Comment accéder aux étages ?

* Evidemment par des escaliers dont il ne reste que les vestiges.

 

 

Histoire du château :

* Au 12ème siècle, construction d'un petit château fort.

* Au 13ème siècle, agrandissement du château par la famille : Barrière.

* Au 14ème siècle, le site de Barrière relève de la seigneurie de Grignols.

* Au 15ème siècle (1448 ?), le site est aménagé pour plus de confort par la famille : De Lur.

* Au 16ème siècle, Jeanne de Lur, devenue Huguenote, transforme la chapelle en temple. La petite histoire de France prétend que le château eut la visite de Calvin.
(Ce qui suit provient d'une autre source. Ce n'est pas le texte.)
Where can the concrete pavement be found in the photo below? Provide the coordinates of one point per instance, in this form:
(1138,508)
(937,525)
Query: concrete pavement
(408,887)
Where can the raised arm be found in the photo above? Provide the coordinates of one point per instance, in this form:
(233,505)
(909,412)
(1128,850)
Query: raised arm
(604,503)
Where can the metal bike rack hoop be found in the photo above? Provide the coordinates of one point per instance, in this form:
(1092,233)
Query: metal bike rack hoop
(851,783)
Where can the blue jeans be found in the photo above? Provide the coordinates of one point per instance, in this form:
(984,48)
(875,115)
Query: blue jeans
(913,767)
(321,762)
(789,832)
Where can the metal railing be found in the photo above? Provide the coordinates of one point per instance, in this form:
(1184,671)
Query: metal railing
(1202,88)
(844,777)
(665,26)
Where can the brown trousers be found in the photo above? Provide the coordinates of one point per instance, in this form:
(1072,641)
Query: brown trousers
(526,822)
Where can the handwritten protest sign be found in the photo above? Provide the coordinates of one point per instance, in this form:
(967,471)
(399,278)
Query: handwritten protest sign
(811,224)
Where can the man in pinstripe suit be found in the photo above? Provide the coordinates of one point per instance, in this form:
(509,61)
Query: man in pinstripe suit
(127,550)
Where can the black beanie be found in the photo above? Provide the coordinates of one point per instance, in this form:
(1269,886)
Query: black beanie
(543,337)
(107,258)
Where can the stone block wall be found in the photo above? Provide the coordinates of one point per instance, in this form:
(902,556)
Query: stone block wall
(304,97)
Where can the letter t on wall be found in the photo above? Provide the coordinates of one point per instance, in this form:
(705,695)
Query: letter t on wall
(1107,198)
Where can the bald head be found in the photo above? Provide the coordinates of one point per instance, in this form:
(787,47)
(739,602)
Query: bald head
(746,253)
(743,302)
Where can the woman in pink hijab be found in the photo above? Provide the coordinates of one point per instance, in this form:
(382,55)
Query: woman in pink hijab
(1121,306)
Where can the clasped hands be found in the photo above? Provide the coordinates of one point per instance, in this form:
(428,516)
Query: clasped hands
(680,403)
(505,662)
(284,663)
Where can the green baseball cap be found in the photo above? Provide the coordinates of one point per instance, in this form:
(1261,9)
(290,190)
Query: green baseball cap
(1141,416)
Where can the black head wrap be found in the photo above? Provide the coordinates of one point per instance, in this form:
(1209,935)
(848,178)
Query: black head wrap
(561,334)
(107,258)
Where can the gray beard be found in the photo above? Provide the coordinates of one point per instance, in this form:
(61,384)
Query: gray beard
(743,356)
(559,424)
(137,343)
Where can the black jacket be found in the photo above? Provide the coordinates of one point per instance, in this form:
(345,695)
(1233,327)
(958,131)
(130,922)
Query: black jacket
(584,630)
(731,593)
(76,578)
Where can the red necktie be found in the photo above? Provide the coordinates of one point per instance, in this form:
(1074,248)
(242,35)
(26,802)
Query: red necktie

* Durant la 2ème moitié du 16ème siècle, le château subit plusieurs sièges des armées Catholiques.

* Au début du 17ème siècle, le château est possession de la famille Taillefer. Cette puissante famille décore avec goût les intérieurs du château.

* En 1761, naissance d'Henri Wlgrin Taillefer .

* A la fin du 18ème siècle, Henri se passionne pour l'archéologie Périgourdine.

* Au début du 19ème siècle, Henri crée un musée archéologique.

* En 1809, ne pouvant assumer les frais importants pour l'entretien du château, le Comte de Taillefer le vend.

* A la fin du 19ème siècle, un incendie ravage le logis renaissance.

* En 1948, le site est inscrit aux Monuments Historiques.

* Au 20ème siècle (1924 ?), le bâtiment est propriété de la commune. Malgré de nombreuses consolidations quelques murs s'effondrent.

* A la fin du 20ème siècle, une association de sauvegarde tente de faire revivre ce beau château.

* Au 21ème siècle, la découverte de l'extérieur est libre et gratuite depuis la route. La visite de l'intérieur semble possible en dehors des travaux. Renseignez vous.